The City today welcomed plans to overhaul Britain’s banks but warned they could be resisted by the country’s largest lenders.
Radical proposals from the Parliamentary Commission on Banking Standards could see bankers jailed for misconduct and bonuses delayed for up to 10 years alongside a host of other measures. Chancellor George Osborne was today expected to signal the first steps in selling off Lloyds Banking Group and Royal Bank of Scotland in his Mansion House speech.
“These changes include both the velvet glove of culture change as well as the iron fist of changes to regulations, rewards and punishment,” said Professor Andre Spicer of Cass Business School on the commission’s findings. Martin Gilbert, chief executive of Aberdeen Asset Management, said: “The commission has produced a thorough and insightful report, which we hope will support a step change in banking practices behind the financial crisis, and ensure taxpayers are no longer on the hook.

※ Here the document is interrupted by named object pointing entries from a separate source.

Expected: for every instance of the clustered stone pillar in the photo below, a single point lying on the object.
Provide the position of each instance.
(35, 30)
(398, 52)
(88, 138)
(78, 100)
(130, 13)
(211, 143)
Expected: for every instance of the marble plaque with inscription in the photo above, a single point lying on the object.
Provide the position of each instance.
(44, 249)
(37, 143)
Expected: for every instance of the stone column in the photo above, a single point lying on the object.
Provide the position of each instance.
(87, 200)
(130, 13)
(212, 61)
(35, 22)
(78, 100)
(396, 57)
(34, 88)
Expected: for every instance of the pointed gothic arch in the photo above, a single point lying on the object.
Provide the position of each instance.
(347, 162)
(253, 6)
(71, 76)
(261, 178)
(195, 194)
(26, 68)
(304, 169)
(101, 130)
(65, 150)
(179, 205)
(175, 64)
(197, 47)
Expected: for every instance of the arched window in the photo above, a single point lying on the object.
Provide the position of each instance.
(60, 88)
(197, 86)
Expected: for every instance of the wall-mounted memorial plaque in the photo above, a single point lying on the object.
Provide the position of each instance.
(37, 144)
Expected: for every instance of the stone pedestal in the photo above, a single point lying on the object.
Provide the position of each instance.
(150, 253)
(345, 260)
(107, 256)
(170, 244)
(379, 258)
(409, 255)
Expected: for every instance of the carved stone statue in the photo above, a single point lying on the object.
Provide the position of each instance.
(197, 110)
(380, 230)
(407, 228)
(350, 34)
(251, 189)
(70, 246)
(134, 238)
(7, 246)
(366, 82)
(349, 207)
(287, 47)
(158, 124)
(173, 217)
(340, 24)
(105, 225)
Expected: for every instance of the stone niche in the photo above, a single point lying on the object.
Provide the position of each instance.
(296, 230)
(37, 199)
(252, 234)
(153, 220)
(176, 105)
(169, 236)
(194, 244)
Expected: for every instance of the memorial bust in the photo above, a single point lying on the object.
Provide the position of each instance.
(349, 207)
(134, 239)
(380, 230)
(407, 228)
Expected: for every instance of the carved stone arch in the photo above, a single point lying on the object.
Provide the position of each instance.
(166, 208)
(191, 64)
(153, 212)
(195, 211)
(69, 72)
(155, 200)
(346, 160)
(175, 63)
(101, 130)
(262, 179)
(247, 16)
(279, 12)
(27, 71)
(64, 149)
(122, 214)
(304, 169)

“Improving remuneration structures, increasing accountability and moving away from short-termism should ensure a strong culture of best practice across the sector. We’d certainly like to see the role of chairman become full-time given the size, scale and sheer complexity of banks today. A stable banking sector is essential for a growing economy and the UK will benefit if the right checks, balances and governance are in place.”
Shares in RBS dipped 0.5p to 322.6p and Lloyds Banking Group fell 0.15p to 62p.
Lord Myners, City minister under Labour, warned that any changes would be hard to implement.
“The banks have successfully derailed a number of similar interventions on capital, ring-fencing, bonuses, and I think we will see a similar response here,” he said. “In many areas, Tyrie has said there should be further reviews… very little is going to happen in the next 24 months as a result of this report.”